In light of your upcoming single release ‘You’re So Cold’, how do you think the band has evolved from then to now?
We started out as a three-piece and it really wasn’t anything serious. We were listening to a lot of bands like Ty Segall and Thee Oh Sees and I remember Josh said he wanted to make music that people can “lose their shit to”. So it started as very primal and naïve three chord songs. Then we got Gene in on drums because Roy wanted to play lead guitar and we all went through a lot of musical changes. The simple stuff was really fun to play live but we weren’t completely proud of it yet. I wanted to prove myself more as a musician and that’s why listening to our new single You’re So Cold, it’s a lot more technical and there’s a lot more going on.
Speaking of that new single… who exactly is ‘so cold’? Are most of your songs and lyrics written about real people and experiences?
You’re So Cold is a reference to the song Razorblade by The Strokes. In the bridge [Julian Casablancas] sings "you’re so cold" before a big instrumental breakdown. I listened to a lot of that album at the time I was writing and so it’s a reference to the influence and inspiration they provided - especially the sound of it. If you listen to that song and You’re So Cold, production-wise it’s actually very similar.
Lyrically, the song isn’t about much. I’m not old enough yet to have a lot of stuff to talk about. I’m a white dude in Melbourne, you know? So it’s more just what fits rhythmically. My girlfriend probably wrote most of the lyrics now that I think about it.
You’ve worked with analogue recording and released music on both 7” vinyl and tape. How important are these old music formats for a newly formed band like yourselves?
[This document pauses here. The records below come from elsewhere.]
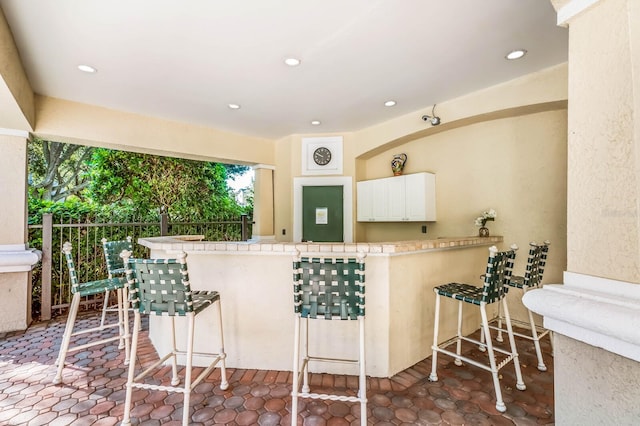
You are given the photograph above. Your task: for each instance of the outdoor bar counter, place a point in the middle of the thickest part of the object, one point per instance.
(255, 281)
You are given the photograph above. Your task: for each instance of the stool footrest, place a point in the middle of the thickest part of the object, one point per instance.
(331, 397)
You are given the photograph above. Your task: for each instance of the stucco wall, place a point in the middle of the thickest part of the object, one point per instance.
(66, 121)
(13, 189)
(604, 167)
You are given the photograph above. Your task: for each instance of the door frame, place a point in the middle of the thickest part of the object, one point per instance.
(347, 203)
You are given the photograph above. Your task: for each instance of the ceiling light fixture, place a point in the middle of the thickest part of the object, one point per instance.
(87, 69)
(292, 62)
(515, 54)
(433, 119)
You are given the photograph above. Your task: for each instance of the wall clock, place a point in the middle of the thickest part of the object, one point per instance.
(322, 155)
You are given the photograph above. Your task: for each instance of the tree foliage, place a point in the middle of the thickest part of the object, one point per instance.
(99, 183)
(186, 189)
(57, 170)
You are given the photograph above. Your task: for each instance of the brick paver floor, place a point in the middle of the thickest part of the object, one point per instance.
(92, 392)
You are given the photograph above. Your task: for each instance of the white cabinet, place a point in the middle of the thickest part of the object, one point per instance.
(407, 198)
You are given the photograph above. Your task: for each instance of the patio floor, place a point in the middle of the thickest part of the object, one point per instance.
(93, 392)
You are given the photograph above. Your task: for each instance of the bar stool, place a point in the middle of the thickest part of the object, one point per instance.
(91, 288)
(161, 287)
(326, 288)
(115, 268)
(532, 278)
(497, 275)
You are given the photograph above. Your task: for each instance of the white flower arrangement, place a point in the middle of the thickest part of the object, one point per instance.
(489, 215)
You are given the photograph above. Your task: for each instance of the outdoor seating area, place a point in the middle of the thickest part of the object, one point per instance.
(93, 389)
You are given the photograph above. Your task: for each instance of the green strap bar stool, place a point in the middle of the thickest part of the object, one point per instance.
(161, 287)
(532, 279)
(327, 288)
(496, 277)
(91, 288)
(115, 269)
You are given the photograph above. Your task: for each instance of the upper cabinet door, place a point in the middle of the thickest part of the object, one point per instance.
(397, 199)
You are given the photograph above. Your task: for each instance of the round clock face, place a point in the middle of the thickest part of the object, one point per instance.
(322, 156)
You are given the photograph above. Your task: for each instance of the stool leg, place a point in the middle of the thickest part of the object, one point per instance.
(536, 338)
(224, 383)
(433, 377)
(500, 406)
(514, 351)
(105, 305)
(305, 357)
(296, 371)
(126, 420)
(174, 362)
(124, 310)
(500, 317)
(187, 372)
(458, 361)
(121, 345)
(66, 337)
(362, 392)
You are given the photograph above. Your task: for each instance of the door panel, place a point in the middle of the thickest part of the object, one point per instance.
(322, 214)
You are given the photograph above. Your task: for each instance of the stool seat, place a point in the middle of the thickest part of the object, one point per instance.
(92, 288)
(496, 277)
(532, 279)
(327, 288)
(464, 292)
(161, 287)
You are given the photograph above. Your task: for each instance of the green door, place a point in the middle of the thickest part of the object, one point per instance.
(322, 218)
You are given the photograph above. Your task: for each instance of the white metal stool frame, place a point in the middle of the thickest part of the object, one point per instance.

We’re all very interested in music production. When it comes to analogue in 2018, it’s a bit of a fuck around. Compared to digital recording, it’s a lot more expensive and lot more work. But being in a situation where I’ve done both, it’s definitely a lot more of a rewarding experience recording with analogue. Besides being able to physically see it, there’s also a natural compression I really like. Everything kind of blends in together more easily than digital recordings. But when you’re listening to something through your phone or shitty earphones you’re really not going to hear the difference. So for me, I think it’s more the process and enjoyment of doing it all in a couple of takes.
You’ve had your fair share of gigs in and around Melbourne; what venue would you consider to be Zockapilli’s home and why?
Our residency at The Gasometer was great. The staff there are amazing, it’s a really nice inviting area, it sounds really good and I also love just hanging out there. So I’d probably say The Gaso. And also because it’s my Mum’s favourite.
A band of your choosing is touring Australia and you guys are on support duties. Who gets your pick and why?
Dead or alive?
Let’s go one of each.
Dead: Jeff Buckley. Alive: The Strokes. I think the rest of the band would have a very different answer but that’s what I’m into at the moment.
After the release of your single on August 1, what’s next for you guys?
We’ve got a lot of new music and our set list is rapidly changing. But I guess the main thing we want to do is land some good support slots, opening up for bigger bands. This will help us get to know more people in the industry and hopefully keep building our fan base.